Organ-specific distribution of gold nanoparticles by their surface functionalization.

The behavior and fate of intravenously (i.v.) injected nanoparticles (NPs) can be controlled by several physicochemical factors including size, shape and surface charge. To evaluate the role of surface charge on distribution of NPs, we used neutral-charged 15-nm-sized polyethylene glycol-coated gold nanoparticles (AuNP(PEG)) as a core NP and carboxyl or amine groups were conjugated to AuNP(PEG) to generate negative (AuNP(COOH)) or positive AuNP (AuNP(NH2)), respectively. Each type of AuNP was i.v. injected into mice (1 mg kg(-1)) and the concentration of Au was measured in different organs at 30 min, 4, 24 h, 7, 14 days, 1, 3 and 6 months post-injection.
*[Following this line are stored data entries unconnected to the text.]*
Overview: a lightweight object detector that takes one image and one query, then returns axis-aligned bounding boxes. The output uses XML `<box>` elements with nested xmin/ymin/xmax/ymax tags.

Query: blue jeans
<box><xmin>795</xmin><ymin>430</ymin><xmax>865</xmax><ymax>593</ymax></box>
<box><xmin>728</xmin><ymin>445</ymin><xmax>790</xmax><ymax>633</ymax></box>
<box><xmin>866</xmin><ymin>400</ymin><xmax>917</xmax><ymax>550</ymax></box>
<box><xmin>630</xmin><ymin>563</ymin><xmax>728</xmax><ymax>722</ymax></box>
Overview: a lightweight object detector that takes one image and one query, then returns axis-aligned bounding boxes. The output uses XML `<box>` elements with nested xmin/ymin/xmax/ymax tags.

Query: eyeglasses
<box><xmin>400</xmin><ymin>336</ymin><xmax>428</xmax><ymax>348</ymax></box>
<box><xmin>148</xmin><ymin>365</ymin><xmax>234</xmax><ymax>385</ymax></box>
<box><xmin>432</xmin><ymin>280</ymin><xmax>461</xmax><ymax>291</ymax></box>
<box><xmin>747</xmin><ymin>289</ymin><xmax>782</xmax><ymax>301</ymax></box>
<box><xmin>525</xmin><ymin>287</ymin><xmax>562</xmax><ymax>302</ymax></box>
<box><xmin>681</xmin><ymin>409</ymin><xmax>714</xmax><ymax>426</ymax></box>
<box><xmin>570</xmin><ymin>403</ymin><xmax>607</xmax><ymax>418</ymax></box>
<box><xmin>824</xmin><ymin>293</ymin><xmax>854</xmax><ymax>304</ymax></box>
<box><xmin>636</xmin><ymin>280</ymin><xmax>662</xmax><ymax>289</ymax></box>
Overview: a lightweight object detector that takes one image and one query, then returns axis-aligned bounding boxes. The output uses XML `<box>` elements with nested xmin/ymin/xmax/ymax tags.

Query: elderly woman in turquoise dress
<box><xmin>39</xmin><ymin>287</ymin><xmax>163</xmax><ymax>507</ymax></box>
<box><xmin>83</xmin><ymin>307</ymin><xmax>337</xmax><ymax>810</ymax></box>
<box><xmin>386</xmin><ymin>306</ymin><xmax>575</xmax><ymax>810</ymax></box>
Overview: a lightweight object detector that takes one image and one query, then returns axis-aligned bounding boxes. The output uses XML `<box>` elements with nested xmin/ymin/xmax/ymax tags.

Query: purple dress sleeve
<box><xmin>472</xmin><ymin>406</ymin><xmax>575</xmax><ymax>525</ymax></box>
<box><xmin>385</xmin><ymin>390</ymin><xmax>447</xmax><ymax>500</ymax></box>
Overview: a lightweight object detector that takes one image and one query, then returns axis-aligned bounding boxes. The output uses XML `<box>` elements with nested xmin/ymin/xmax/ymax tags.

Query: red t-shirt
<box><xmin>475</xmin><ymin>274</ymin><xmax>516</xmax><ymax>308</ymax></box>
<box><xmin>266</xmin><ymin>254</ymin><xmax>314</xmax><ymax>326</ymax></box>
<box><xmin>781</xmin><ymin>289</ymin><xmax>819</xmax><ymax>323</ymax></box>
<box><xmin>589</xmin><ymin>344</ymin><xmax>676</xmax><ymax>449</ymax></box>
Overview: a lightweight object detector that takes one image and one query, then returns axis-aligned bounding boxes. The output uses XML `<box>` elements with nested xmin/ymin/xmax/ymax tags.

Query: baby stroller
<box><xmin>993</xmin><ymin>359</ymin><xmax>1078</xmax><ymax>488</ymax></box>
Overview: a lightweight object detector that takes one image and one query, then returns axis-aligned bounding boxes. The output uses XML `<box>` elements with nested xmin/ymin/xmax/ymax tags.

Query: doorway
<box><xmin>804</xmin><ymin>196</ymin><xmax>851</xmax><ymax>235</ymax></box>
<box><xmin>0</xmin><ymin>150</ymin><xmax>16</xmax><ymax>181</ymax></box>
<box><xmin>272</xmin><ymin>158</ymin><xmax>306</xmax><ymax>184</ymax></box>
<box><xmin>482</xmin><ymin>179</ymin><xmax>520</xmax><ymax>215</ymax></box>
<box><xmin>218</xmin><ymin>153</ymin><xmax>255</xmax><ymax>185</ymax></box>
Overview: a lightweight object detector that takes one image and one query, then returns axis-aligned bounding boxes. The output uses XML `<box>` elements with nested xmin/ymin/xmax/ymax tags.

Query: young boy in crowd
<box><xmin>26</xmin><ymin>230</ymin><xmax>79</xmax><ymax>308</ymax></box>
The organ distribution also showed the higher deposition rate depending on their functional groups: AuNP(PEG) for mesenteric lymph node, kidney, brain and testis; AuNP(COOH) for liver; AuNP(NH2) for spleen, lung and heart. The blood circulation time and the major excretion route were different depending on their functional groups. In conclusion, functional groups conjugated on the surface of AuNPs produce differences in blood kinetics, organ distribution and elimination pattern which can be important information for directing NPs to specific organs or improving the kinetic properties.